High in the Andes, Lake Titicaca's water levels fall to historic lows

Photo: AFP

Photo: AFP

10:00 | Puno (Puno region), Aug. 17.

Pedro de la Cruz stands beside his stranded boat and supplicates his God, lifting his arms and praying anxiously for rain to replenish Lake Titicaca, the massive body of water at a breath-sapping altitude in the Andes on the border between Bolivia and Peru.

"Dear God, make more rain come," the 74-year-old says, invoking Pachamama, Mother Earth for Indigenous people of the region. 

"Help us, please, we are parched here (...) Make the rain showers come (...) Father in heaven, have pity," he added.

De la Cruz, a former State employee, spoke in Aymara —his native language— as he surveyed what was once the shore of Lake Titicaca, some 45 miles (77 kilometers) west of La Paz, Bolivia.

The waters of Lake Titicaca are within 10 inches (25 centimeters) of their all-time low, a record set in 1996, the chief forecaster for Bolivia's weather service (Senhami), Lucia Walper, tells AFP. 

Along what was once the 700-mile shoreline of the lake, one now sees boats stranded on dry land and orphan docks stretched over nonexistent water. 

Low levels mean that fish that ordinarily spawn near shore are now unable to, and that leads Edwin Katari, a 43-year-old fisherman, to mull a question.

"So where are the fish going to spawn?" Katari asks.

Dark forecast

Bolivia's Senhami has measured water levels of the lake since 1974. 

At its highest point in 1986, water levels reached 12 feet higher than they are today, topping out at 12,504.2 feet (3,811 meters) above sea level. But in 1996, they had fallen to 12,491.4 feet above sea level.

Walper says falling water levels are "the result of climate change" and the outlook is not good.

"It is very probable that they keep falling until they hit even lower levels," she says.

A satellite survey still has not been made to see how much Lake Titicaca, which once had a surface area of 3,200 square miles (8,300 square kilometers), has shrunk.

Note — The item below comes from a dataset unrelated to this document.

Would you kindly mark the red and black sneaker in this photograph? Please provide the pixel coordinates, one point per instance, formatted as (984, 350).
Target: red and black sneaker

It is the highest of the world's large lakes and is one of the largest in South America, after Venezuela's Lake Maracaibo (which is actually connected to the Caribbean Sea) and Brazil's Lagoa dos Patos, a coastal lagoon.

La Niña and El Niño

The level of Lake Titicaca "has been progressively decreasing due to many meteorological, hydrological and climatic factors," explains Walper, who emphasizes that "there is less rainfall."

"Over the years, each phenomenon, whether El Niño and/or La Niña, has been presenting a distortion in its parameters and factors," she points out, explaining the characteristics of these events —associated with rains or droughts— over time.

The rainfall and the inflow to the lake from Peruvian rivers "were not sufficient to generate the normal rises in times of rain," she says.

El Niño is a natural climatic event, generally associated with increased temperatures, drought in some parts of the world, and heavy rains in others. La Nina, on the other hand, causes the opposite effects, particularly a drop in temperatures.

Other stresses impact the lake. It is heavily polluted by waste from the city of El Alto, a metropolis of one million people in this landlocked country. Additionally, indiscriminate fishing has decimated species. 

Despair sets in

Because the decline in water levels is linked to climate change, the solution "is a global issue," Walper adds.

The recent summit in Brazil of the Amazon Cooperation Treaty Organization (ACTO) reaffirmed the call for industrialized countries to fulfill their promises of economic resources to finance actions against climate change.

But in the villages around Lake Titicaca, despair has set in that water levels will never return to normal in the world's highest navigable sea.

"If there is no water, if there is no rain, we will not be able to live," frets De la Cruz.